Another thought, @Eddie. When Behe outlined what a research agenda for ID-influenced biology would look like (pp. 230-231), he started by pointing out that research at the cellular level or above would be largely unaffected. At the molecular level, though, a large amount of effort would be poured into determining whether various systems have significant specificity between components–in which case they would be deemed irreducibly complex and thus the result of information injection from an intelligent designer–or if they were sufficiently simple/irreducible to be explained by nondesign mechanisms. Besides calling balls and strikes on the design vs. nondesign issue, research would explore several design-related themes:
'Work could be undertaken to determine whether information for designed systems could lie dormant for long periods of time, or whether the information would have to be added close to the time when the system became operational. Since the simplest possibles design scenario posits a single cell–formed billions of years ago–that already contained all information to produce descendant organisms, other studies could test this scenario by attempting to calculate how much DNA would be required to code the information (keeping in mind that much of the information might be implicit). If DNA alone is insufficient, studies would be initiated to determine if information could be stored in the cell in other ways–for example, as positional information. Other work could focus on whether large, compound systems (containing two or more irreducibly complex systems) could have developed gradually or whether there are compounded irreducibilities.
Such an agenda is anything but open-minded. If a molecular biology system has significant specificity between components, it is classified as designed, full stop.

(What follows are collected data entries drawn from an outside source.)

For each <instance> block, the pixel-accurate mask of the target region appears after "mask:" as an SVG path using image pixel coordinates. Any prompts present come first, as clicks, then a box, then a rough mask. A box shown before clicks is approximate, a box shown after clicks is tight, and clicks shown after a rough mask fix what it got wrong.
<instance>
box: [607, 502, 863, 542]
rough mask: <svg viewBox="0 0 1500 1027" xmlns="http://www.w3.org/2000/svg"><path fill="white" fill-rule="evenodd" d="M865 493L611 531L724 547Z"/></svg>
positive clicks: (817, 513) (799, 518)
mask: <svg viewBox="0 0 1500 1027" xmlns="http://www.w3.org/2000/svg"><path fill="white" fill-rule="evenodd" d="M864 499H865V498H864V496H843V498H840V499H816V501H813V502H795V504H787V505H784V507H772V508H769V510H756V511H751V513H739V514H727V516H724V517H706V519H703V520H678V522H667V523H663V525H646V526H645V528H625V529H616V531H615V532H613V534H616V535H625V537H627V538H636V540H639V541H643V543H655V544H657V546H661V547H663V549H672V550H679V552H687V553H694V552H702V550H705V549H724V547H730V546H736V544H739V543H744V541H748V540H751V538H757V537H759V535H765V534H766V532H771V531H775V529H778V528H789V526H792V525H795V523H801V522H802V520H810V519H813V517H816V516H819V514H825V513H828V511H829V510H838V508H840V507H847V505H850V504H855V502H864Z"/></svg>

Research would then move to (presumably) more fruitful design-driven biology, such as classifying borderline cases as designed vs. not designed.
It’s not hard to see that Behe’s research agenda would have prevented most, if not all, of the advances in molecular biology that have emerged from research labs over the past two decades. Instead, precious resources would have been diverted into barren, unfruitful activities.
ID’s inability to explain a growing mound of molecular evidence is sufficient to explain why it has not gained traction in the scientific community. But if you’re looking for motivations beyond the purely rational, the effect that the success of ID would have on the biology research program would be worth pondering.